De los muchos acontecimientos de los que ha sido testigo la vieja puerta quizá el más conocido por su difusión en las guías turísticas es la muerte de uno de esos reyes castellanos que desde Fernando III el Santo se aprovecharon de la hospitalidad de los arzobispos alojándose en el palacio-fortaleza. Fue, en concreto, Juan I, que en la mañana del 9 de octubre e 1390 salió a caballo por la puerta junto a una comitiva de caballeros para participar en una demostración ecuestre y un mal paso de la montura provocó que cayera violentamente al suelo, perdiendo la vida en el acto.

Mucho más cercano en el tiempo, en las Navidades de 2005, se volvió a saber de la puerta, desgraciadamente, tras sufrir un derrumbamiento. El arco interior se desmoronó y estuvo a punto de echar abajo medio torreón. Tras un apuntalamiento de urgencia, cuatro años después la Diócesis de Alcalá acometió unas laboriosas tareas de reconstrucción, cuyos detalles aún se pueden consultar en un cartelón desteñido por el sol y el óxido.

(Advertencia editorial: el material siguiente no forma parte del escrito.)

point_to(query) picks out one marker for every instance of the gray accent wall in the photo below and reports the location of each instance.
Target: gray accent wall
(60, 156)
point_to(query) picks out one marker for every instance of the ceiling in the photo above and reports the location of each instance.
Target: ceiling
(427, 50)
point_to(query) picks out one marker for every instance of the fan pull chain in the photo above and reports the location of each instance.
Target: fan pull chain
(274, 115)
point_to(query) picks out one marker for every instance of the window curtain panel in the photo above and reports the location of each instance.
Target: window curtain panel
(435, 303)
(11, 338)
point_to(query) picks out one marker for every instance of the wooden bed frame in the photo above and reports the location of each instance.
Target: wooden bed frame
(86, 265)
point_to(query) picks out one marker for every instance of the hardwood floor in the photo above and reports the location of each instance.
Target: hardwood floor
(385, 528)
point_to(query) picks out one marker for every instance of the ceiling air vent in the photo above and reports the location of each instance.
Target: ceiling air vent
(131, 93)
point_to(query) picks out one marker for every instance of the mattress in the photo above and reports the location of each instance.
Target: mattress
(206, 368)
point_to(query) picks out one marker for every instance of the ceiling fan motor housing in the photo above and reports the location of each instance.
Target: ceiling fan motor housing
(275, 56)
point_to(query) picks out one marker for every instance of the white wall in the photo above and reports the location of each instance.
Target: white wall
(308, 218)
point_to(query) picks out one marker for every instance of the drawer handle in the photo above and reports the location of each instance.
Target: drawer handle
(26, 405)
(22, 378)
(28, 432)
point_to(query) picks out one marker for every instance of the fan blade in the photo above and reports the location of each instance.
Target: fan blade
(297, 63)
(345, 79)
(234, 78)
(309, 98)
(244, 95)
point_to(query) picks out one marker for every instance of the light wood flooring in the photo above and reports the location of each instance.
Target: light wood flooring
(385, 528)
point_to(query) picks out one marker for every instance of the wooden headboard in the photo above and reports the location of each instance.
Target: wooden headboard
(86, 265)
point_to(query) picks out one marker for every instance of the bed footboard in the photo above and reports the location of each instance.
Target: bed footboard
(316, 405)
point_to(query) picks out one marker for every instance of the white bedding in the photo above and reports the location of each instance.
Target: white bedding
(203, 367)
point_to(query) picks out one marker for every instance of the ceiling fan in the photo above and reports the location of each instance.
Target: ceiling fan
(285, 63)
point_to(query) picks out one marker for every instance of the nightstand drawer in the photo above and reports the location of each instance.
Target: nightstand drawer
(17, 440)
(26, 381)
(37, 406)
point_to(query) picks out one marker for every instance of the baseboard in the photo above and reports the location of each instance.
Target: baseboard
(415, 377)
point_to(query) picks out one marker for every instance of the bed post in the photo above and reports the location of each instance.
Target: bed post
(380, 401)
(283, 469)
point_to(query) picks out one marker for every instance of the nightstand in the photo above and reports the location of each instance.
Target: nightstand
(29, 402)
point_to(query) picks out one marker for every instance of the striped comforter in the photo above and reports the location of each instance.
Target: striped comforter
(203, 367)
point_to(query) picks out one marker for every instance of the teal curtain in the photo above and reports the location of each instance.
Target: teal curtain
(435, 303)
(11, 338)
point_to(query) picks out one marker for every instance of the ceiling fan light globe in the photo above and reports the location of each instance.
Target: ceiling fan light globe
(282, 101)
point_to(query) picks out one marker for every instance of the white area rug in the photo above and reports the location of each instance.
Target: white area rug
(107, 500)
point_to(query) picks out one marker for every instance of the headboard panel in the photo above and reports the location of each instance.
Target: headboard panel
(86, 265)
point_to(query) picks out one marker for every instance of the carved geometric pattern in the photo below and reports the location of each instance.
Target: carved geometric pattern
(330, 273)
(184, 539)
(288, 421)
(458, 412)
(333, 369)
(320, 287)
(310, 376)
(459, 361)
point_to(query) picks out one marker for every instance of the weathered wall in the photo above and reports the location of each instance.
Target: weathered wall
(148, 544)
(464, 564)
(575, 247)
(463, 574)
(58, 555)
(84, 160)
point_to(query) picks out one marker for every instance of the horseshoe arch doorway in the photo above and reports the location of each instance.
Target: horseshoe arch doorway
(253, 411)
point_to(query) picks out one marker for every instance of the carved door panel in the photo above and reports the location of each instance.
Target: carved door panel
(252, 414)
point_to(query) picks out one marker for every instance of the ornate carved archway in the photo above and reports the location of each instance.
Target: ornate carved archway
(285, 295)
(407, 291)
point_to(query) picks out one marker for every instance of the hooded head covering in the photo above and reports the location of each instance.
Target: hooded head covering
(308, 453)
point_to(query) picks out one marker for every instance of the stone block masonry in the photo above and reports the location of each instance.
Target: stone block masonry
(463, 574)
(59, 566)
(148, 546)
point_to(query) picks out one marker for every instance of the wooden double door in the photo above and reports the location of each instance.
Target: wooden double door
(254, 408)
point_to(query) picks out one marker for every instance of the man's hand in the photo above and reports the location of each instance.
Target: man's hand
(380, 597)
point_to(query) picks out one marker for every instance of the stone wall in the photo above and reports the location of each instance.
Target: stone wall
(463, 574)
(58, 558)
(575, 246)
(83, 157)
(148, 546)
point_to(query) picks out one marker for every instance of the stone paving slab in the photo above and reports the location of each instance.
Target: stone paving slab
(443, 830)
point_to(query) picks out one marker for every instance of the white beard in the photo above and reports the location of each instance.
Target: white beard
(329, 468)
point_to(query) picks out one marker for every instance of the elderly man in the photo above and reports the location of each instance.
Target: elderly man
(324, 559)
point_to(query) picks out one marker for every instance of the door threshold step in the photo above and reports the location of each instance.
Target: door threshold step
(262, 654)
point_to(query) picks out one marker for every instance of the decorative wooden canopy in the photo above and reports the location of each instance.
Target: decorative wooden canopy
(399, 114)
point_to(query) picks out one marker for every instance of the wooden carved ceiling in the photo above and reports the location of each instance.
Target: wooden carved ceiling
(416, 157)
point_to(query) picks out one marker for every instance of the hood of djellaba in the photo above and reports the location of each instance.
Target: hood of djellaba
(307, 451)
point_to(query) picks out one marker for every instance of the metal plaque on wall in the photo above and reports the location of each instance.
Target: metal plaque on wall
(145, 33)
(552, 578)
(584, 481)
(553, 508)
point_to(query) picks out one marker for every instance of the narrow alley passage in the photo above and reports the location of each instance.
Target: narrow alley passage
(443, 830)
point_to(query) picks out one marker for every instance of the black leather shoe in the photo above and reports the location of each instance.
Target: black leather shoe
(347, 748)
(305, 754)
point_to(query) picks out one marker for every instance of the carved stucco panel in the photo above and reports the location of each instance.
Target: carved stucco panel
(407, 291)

Una valla metálica impide acercarse a la puerta, que tras aquellas obras de recuperación desarrolladas entre 2009 y 2010 dejaron pendiente un estudio arqueológico más detallado. Por ejemplo, falta saber qué uso fiscal pudo tener, aparte del defensivo; o qué relación mantuvo con el barrio morisco que existía en el lugar antes de que fuera demolido para levantar encima el convento. A éste, no obstante, le debe la puerta que haya llegado hasta nuestros días, protegida de usos, descuidos y piquetas. Aunque el precio que haya tenido que pagar este modesto fósil arquitectónico es el desconocimiento general.


Detalle del arco por el que se accede a la puerta.

En su momento, tras las citadas reparaciones de hace una década, desde el Ayuntamiento se especuló incluso con la idea de desarrollar un proyecto museístico en el torreón, usando la sala superior, e integrar el conjunto en el circuito turístico de la ciudad. Pero a la vista está que no ha habido muchos avances.

La Puerta de Burgos, en fin, puede llegar a ser la mejor entrada, material y figurada, para conocer como es debido el fascinante Alcalá medieval, más allá del interés de los especialistas. En el entretanto, casi lo mejor que puede pasarle es que siga siendo secreta.